Mr. Boy
Mr. Boy

Reputation: 63816

Prevent grandchild calling its grandparent's methods

I have a simple parent and base class:

class X
{
public:
 virtual void Method(){...}
};

class Z : public X
{
public:
 virtual void Method(){ X::Method(); }
};

I want to refactor this so a new class Y sits in-between in the class hierarchy, so Z : Y, Y : X. Z::Method() should now call Y::Method() not X::Method(). But if I don't change this, it still compiles. In truth, I have a lot of such methods and it's very easy to miss a call to X::... when refactoring which would lead to hard-to-find bugs.

Is there a way I can get the compiler to alert me, in other words, make X's methods accessible to Y, but hidden from Z?

To clarify, this may only be a temporary change while I am doing the refactoring to make sure I don't miss anything.

Upvotes: 6

Views: 107

Answers (1)

dfrib
dfrib

Reputation: 73206

But if I don't change this, it still compiles. In truth I have a lot of such methods and it's very easy to miss a call to X::... when refactoring which would lead to hard to find bugs.

To clarify, this may only be a temporary change while I am doing the refactoring to make sure I don't miss anything.

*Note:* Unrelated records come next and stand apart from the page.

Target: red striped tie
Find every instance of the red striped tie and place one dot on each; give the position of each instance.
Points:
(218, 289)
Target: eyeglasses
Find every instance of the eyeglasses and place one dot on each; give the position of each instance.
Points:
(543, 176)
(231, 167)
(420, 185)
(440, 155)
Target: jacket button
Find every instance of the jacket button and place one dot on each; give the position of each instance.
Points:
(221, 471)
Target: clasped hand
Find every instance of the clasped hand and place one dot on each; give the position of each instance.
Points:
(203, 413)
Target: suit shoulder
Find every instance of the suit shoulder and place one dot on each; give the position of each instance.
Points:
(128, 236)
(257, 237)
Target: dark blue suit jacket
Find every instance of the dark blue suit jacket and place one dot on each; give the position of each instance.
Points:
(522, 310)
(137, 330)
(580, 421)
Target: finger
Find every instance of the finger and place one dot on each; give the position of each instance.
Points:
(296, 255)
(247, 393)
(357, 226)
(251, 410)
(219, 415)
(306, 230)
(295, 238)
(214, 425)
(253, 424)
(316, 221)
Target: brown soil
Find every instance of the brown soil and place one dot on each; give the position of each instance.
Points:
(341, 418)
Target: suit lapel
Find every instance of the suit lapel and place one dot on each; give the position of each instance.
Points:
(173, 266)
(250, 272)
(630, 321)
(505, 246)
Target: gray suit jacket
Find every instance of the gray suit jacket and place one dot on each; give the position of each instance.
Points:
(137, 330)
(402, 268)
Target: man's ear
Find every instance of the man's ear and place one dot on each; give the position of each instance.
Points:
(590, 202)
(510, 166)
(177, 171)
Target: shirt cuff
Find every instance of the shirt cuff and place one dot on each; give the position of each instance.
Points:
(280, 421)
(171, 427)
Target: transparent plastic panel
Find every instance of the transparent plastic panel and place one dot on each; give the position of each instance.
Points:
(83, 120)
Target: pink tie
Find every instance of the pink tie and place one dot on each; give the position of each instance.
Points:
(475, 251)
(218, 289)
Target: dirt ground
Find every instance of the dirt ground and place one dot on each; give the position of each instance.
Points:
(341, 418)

As you are describing "when refactoring", you could temporarily add an incomplete type X to Z that shadows the super class X up the hierarchy:

class Z : public Y {
private:
    struct X;  // TODO(Mr. Boy): remove after finishing re-factoring.
public:
    void Method() override { X::Method(); }  // error! Z::X is incomplete
};

Any qualified use of X::... in Z will fail as lookup resolves to the incomplete nested type X.